I had those teary nights, general feelings of sadness, and anxiety about school rather frequently during the years of 5th-8th grade, but it wasn't until high school, when, as previously mentioned, the bullying added a physical element, my grades began to suffer, and my teachers told my parents that I was a loner, that thoughts of suicide entered into the equation. I had known what living with general sadness was, now I was learning to live with feelings of self-destruction. Anything less than a 4.0 was failure. Anything less than going to college was failure. Anything I wore was ugly and would get me made from of. Any way I wore my hair was ugly. And on and on. I was never knifed, stolen from, suspended, nor did I suffer from fear of a roof over my head or food on my table, but my weak spine and inability to communicate just made it all too much. That it would become even worse in college, staring down the barrel of student debt, a violent, criminal roommate, and social anxiety so bad that I never wanted to be seen in public or even be around people, is perhaps funny in retrospect. At the time, I viewed college as the potential for a fresh start.

Of course, as usual, the feelings were never shared, but by my senior year of high school, I was off-and-on self-harming and spending entire days after school or work in bed reading up on suicide and painless ways to end one's life, supplementing my depression with healthy doses of cynicism and misanthropy. The latter two of which, I am glad to say, have long been abandoned. The former of the three which I still practice to this day.

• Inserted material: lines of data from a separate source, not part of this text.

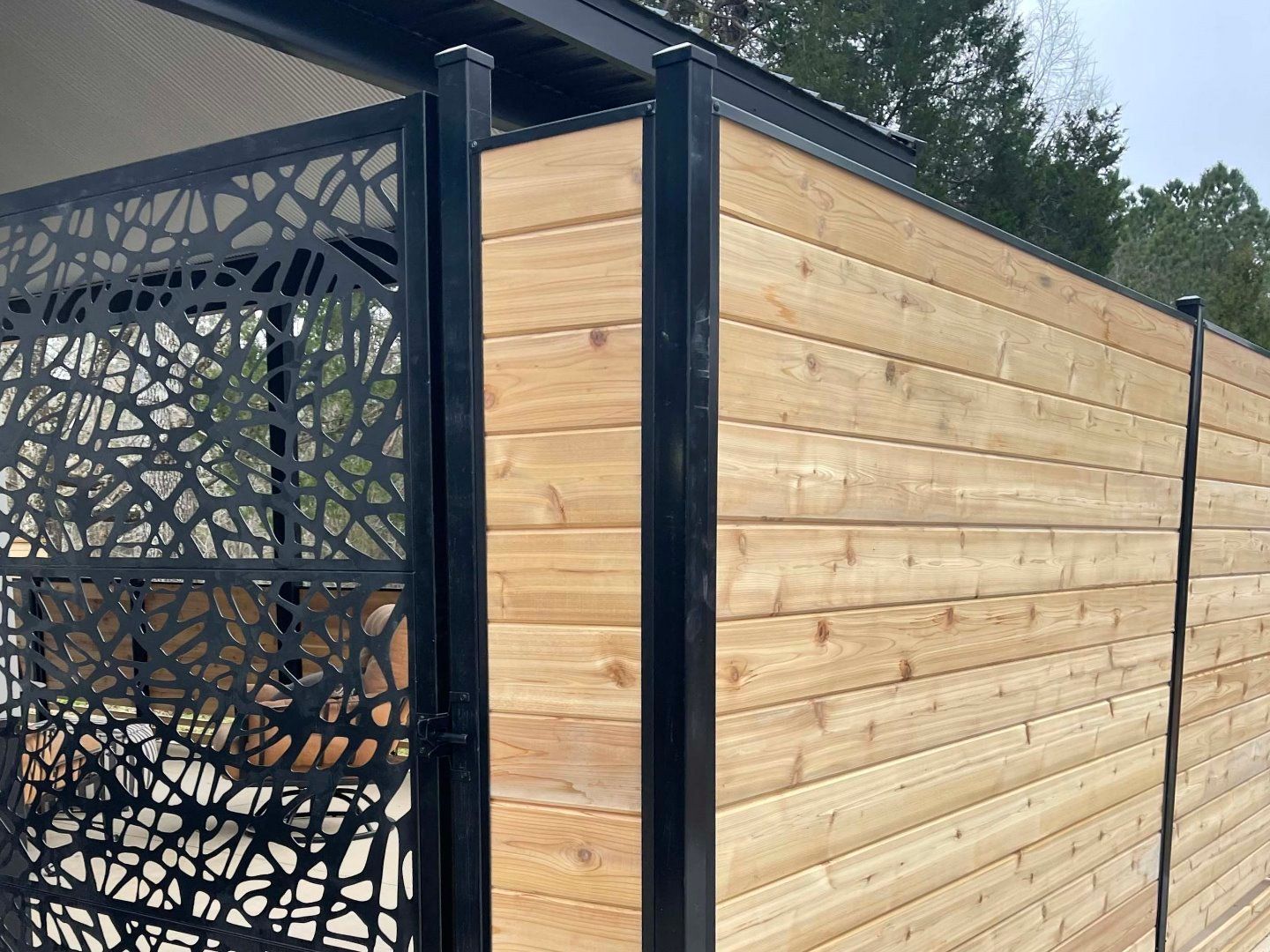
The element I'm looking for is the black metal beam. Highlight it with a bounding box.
[436,47,494,952]
[136,0,915,184]
[719,101,1199,332]
[399,93,454,949]
[1155,297,1206,952]
[494,0,917,184]
[142,0,597,126]
[641,44,719,952]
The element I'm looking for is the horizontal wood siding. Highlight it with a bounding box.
[482,121,643,952]
[1169,332,1270,952]
[716,122,1188,952]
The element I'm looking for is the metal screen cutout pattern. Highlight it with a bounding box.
[0,104,432,952]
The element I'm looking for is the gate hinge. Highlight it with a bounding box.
[415,692,471,774]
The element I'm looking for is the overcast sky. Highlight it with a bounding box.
[1072,0,1270,195]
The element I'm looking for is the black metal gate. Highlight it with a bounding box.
[0,96,453,952]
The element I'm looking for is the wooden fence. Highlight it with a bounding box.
[482,71,1270,952]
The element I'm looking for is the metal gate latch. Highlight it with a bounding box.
[415,695,467,756]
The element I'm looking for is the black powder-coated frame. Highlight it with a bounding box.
[1155,297,1210,952]
[433,46,494,952]
[641,44,719,952]
[0,93,489,952]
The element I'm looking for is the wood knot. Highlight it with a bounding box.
[815,618,833,645]
[604,661,635,688]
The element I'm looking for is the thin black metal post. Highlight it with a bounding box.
[399,93,451,952]
[643,44,719,952]
[436,46,494,952]
[1155,297,1206,952]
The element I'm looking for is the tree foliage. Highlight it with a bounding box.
[1112,164,1270,348]
[670,0,1128,271]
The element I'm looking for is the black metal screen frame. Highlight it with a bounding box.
[0,94,485,952]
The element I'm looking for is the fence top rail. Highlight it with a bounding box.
[473,100,655,152]
[715,100,1199,343]
[1204,317,1270,361]
[0,93,425,219]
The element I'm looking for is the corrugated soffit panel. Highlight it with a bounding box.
[0,0,393,193]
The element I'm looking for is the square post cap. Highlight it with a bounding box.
[1174,294,1204,317]
[432,44,494,70]
[653,43,719,70]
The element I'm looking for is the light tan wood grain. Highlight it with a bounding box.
[1195,480,1270,529]
[815,787,1161,952]
[1192,881,1270,952]
[956,837,1160,952]
[1167,844,1270,952]
[718,524,1177,620]
[719,321,1184,476]
[718,740,1164,952]
[1204,331,1270,398]
[490,800,640,909]
[1169,804,1270,908]
[482,217,643,337]
[1183,655,1270,725]
[489,712,640,814]
[1174,731,1270,816]
[715,584,1174,713]
[1192,528,1270,579]
[480,119,644,237]
[487,529,640,626]
[490,889,641,952]
[1186,572,1270,624]
[1200,373,1270,441]
[1185,615,1270,675]
[719,214,1187,423]
[489,623,640,721]
[719,423,1184,528]
[1198,427,1270,487]
[720,122,1192,369]
[716,687,1167,900]
[485,427,640,529]
[1177,695,1270,770]
[485,326,640,433]
[716,635,1171,806]
[1054,885,1158,952]
[1171,764,1270,867]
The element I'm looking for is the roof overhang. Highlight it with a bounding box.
[144,0,918,182]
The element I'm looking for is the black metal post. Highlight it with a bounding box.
[399,93,450,952]
[1155,297,1206,952]
[643,44,719,952]
[436,46,494,952]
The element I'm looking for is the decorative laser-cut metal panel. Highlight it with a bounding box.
[0,891,295,952]
[0,571,416,951]
[0,138,405,565]
[0,99,439,952]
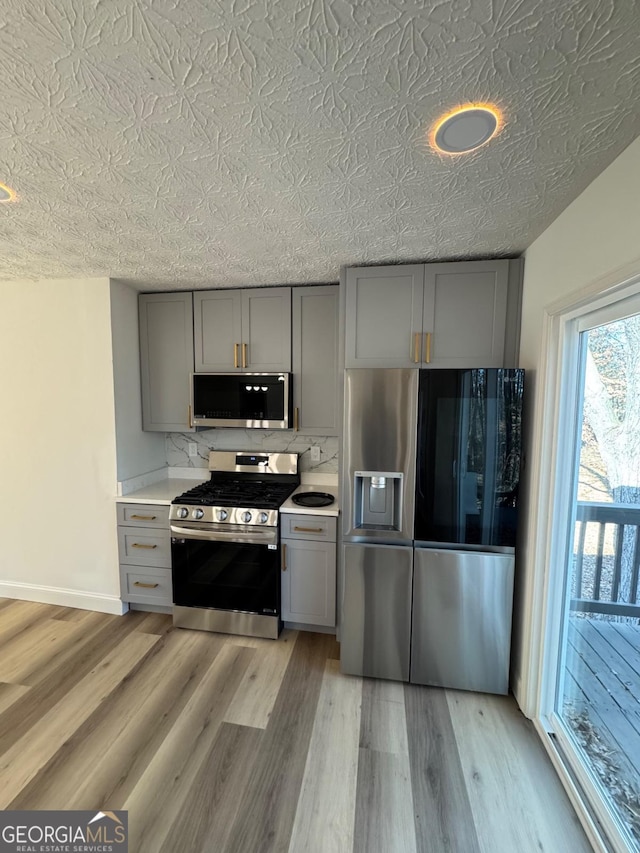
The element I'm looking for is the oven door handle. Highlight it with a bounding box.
[171,524,278,546]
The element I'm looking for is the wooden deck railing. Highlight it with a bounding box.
[571,501,640,617]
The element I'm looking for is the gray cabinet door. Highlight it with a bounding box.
[340,543,413,681]
[193,290,242,373]
[411,548,514,693]
[422,260,509,368]
[138,293,193,432]
[282,539,336,628]
[345,264,424,367]
[241,287,291,373]
[292,285,339,435]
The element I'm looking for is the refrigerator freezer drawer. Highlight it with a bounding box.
[340,543,413,681]
[411,549,514,693]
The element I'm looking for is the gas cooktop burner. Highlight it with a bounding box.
[172,480,297,509]
[169,450,300,524]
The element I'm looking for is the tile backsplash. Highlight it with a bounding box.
[166,429,338,474]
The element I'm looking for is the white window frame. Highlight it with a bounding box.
[528,264,640,853]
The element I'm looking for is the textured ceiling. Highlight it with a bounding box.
[0,0,640,289]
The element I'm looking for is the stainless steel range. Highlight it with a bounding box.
[169,450,300,639]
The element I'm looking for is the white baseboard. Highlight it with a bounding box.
[282,622,336,634]
[0,581,129,616]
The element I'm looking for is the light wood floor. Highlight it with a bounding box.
[0,600,590,853]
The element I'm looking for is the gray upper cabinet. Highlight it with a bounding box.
[421,261,509,367]
[292,285,339,435]
[345,260,521,367]
[345,264,424,367]
[193,290,242,373]
[138,293,193,432]
[194,287,291,373]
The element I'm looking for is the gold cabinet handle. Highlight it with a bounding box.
[424,332,431,364]
[413,332,420,364]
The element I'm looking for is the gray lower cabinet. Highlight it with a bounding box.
[281,514,336,628]
[411,548,514,693]
[138,293,193,432]
[340,543,413,681]
[118,503,172,607]
[292,285,339,435]
[193,287,291,373]
[345,260,522,368]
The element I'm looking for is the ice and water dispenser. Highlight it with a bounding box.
[353,471,403,530]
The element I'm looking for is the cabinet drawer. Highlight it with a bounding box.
[118,527,171,569]
[118,504,169,530]
[280,512,336,542]
[120,565,173,605]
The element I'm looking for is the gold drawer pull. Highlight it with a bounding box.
[424,332,431,364]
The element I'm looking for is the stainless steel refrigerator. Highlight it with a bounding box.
[341,369,523,693]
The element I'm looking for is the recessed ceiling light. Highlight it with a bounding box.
[0,184,18,203]
[429,104,502,154]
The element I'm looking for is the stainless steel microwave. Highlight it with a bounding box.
[191,373,291,429]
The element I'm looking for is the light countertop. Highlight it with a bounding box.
[116,469,340,516]
[116,476,209,506]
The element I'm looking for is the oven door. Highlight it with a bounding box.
[171,525,280,630]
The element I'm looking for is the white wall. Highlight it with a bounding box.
[111,281,167,480]
[514,138,640,716]
[0,279,122,613]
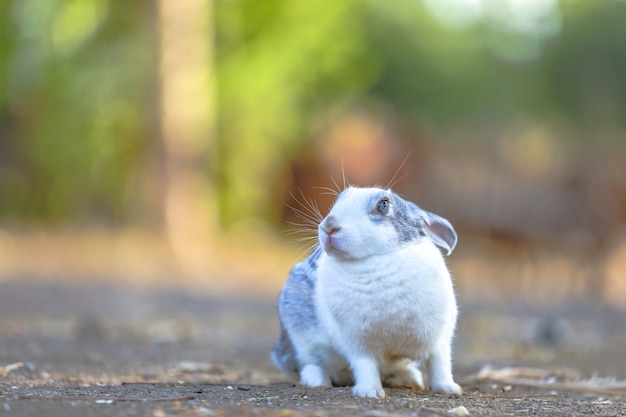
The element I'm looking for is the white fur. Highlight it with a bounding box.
[278,188,461,398]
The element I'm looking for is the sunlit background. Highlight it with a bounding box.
[0,0,626,308]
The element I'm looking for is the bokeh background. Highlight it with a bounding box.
[0,0,626,309]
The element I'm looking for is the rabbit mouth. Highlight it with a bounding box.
[320,232,345,255]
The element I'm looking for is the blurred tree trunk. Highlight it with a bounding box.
[157,0,217,274]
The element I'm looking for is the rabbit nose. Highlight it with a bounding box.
[322,216,341,235]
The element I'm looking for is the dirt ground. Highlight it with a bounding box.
[0,279,626,417]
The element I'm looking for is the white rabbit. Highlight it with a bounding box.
[272,187,461,398]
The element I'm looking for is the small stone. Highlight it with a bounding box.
[448,405,469,417]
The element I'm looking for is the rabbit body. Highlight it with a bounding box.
[272,187,461,397]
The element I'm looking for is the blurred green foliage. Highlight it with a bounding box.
[0,0,626,225]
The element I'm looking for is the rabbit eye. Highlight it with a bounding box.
[376,198,390,214]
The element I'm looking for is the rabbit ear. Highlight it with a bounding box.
[423,210,457,255]
[408,202,457,255]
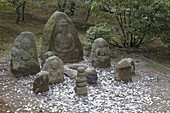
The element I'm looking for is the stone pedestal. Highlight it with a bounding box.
[74,67,87,95]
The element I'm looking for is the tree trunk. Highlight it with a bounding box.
[69,1,76,16]
[83,6,91,27]
[22,1,26,21]
[62,0,67,12]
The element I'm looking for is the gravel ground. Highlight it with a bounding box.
[0,57,170,113]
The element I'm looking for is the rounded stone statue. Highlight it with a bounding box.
[10,32,40,77]
[115,58,135,82]
[74,67,87,95]
[42,56,64,84]
[33,71,49,94]
[91,38,110,68]
[85,68,98,84]
[41,11,83,63]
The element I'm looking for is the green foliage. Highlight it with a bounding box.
[85,24,112,48]
[92,0,170,47]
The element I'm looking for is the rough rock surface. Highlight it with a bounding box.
[74,67,87,95]
[41,11,83,62]
[42,56,64,84]
[33,71,49,94]
[64,63,90,79]
[115,58,135,82]
[42,51,55,65]
[85,68,98,84]
[91,38,110,68]
[10,32,40,76]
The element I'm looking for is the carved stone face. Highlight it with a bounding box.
[41,11,83,63]
[91,38,110,68]
[55,19,75,54]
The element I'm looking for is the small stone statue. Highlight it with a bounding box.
[91,38,110,68]
[85,68,98,84]
[33,71,49,94]
[41,11,83,63]
[42,51,55,65]
[115,58,135,82]
[74,67,87,95]
[42,56,64,84]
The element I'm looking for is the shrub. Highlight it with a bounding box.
[84,24,112,48]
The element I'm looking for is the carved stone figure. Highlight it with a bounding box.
[74,67,87,95]
[91,38,110,68]
[64,63,89,79]
[115,58,135,82]
[42,51,55,65]
[10,32,40,76]
[42,56,64,84]
[41,11,83,62]
[85,68,98,84]
[33,71,49,94]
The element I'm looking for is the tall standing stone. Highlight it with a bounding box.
[41,11,83,62]
[115,58,135,82]
[42,56,64,84]
[91,38,110,68]
[74,67,87,95]
[10,32,40,76]
[33,71,49,94]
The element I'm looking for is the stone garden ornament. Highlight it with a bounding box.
[91,38,110,68]
[10,32,40,76]
[115,58,135,82]
[41,11,83,62]
[42,56,64,84]
[74,67,87,95]
[33,71,49,94]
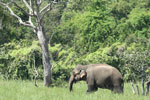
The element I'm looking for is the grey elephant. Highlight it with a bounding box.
[69,64,124,93]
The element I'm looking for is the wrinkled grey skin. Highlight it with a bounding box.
[69,64,124,93]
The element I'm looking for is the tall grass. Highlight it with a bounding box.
[0,80,150,100]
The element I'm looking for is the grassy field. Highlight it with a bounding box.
[0,80,150,100]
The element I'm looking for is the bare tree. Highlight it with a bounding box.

The numbers, of course, are disquieting to myself. The weeks of feeling sad started in 5th grade, at age ten, and the thoughts of suicide started at age 14, in grade 9. That I am now 26 means I have spent 61.5% of my life fighting off endless crying fits, sadness, melancholy, and anxiety, and 46.1% fighting off my own self-destruction. To say that it is wearying would be an understatement.

Alas, it becomes a sort of calculable certainty, then, that something about me is so inherently broken, so inherently unfixable, that I will always be sad. Over the years, many things have changed, from my job, to my school, to my friends, to my hobbies, and yet the feelings have remained relatively steady, with only temporary breaks or lulls, but the firm knowledge, deep down, that the bad times will always return.

It also becomes familiar. It is hard to remember times of happiness, of weeks or months where I'd wake up, and, while not necessarily jump out of bed, feel alright about myself and the day ahead of me, as opposed to wondering if it'd be easier to step in front of a train or a semi-truck. The malaise has lasted for so long that it is, in many ways, all that I know. And tens of thousands of dollars in drugs and therapy and hospitalization has done little to stem the tide, perhaps only so much as doing enough to prevent it from being as bad as it possibly could be.

So I come back to the Four Noble Truths. That we derive our suffering from desire. Perhaps I work too hard at trying to achieve something that I will never achieve. Perhaps the state of my existence is such that I will forever be foiled by the acquisition of just one thing I would really most like in the world. And that my desiring of it only makes things worse. That I need to let go of the desire of this thing, that I need to accept it will never happen, and that I must deal with the hand I have been dealt. But fuck, if it isn't hard to lie down at night and avoid thinking "why can't I have it?" well, I don't know what is. All I desire, right now, is happiness.